HEMP IN KENTUCKY
The Bluegrass State began growing hemp in the late 18th century, at least that is when the Anglo-Saxons first put it in the ground; there is evidence from textile fragments and historical record that the natives of North America grew hemp before Columbus.
Kentucky became the premier hemp growing state in the 19th century, as more and more agriculture shifted south and industrialisation took place in the north. In the 20th century, Kentucky hemp cultivation ceased, due in part to the 1937 laws making hemp difficult for farmers to grow.
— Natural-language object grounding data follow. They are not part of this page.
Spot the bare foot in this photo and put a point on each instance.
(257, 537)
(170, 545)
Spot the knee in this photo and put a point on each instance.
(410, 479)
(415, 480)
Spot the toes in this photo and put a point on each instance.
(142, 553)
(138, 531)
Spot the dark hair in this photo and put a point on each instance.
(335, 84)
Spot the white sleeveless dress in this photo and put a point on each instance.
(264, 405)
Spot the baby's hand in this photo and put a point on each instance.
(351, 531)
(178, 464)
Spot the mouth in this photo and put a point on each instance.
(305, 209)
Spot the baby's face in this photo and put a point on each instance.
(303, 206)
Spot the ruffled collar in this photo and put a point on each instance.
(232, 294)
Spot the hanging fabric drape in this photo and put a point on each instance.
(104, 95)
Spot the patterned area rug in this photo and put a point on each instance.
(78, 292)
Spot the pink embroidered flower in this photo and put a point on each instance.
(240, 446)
Today a Kentucky hemp advocate, Gatewood Galbraith, famous for his many stands as candidate for state office, is running again, this time for governor, and will face off to five Democrat challengers in May. Galbraith also stands for gun rights, having featured on the front page of his autobiography with an M-60 machine gun. On perhaps a more positive note, he supports a higher minimum wage law and grants for education.
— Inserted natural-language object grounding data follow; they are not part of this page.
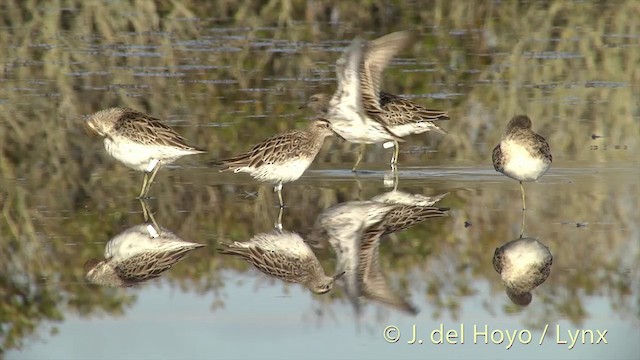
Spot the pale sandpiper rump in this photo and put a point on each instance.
(523, 264)
(522, 154)
(139, 141)
(398, 116)
(138, 254)
(283, 255)
(282, 158)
If Kentucky does succeed in re-legalising hemp, it will no doubt invigorate the economy. Presently tobacco is the major crop, and many tobacco farmers are complaining about being squeezed by the large cigarette companies. Growing hemp for food, fibre, energy and paper will be a welcome addition to the state's agriculture.
Galbraith opposes both parties, his own politics are both centrist and conservative, favouring less government and lower taxes. The hemp issue in many countries is being taken up from all sides; in some states, such as North Carolina, both the Democrat and the GOP senators support hemp farming, and in North Dakota, it is GOP house majority speaker David Monson who leads the crusade to re-legalise hemp.
Hemp, however, ought not to be a political issue, it is after all a plant, and does not vote. Hopefully the politicians will all realise this and work to the good of the people. Perhaps in Kentucky they can take a look at their history and see what it good for the state. The image above is of John Hopkins' book on hemp in Kentucky, and it can open the eyes of legislators to what hemp really is about.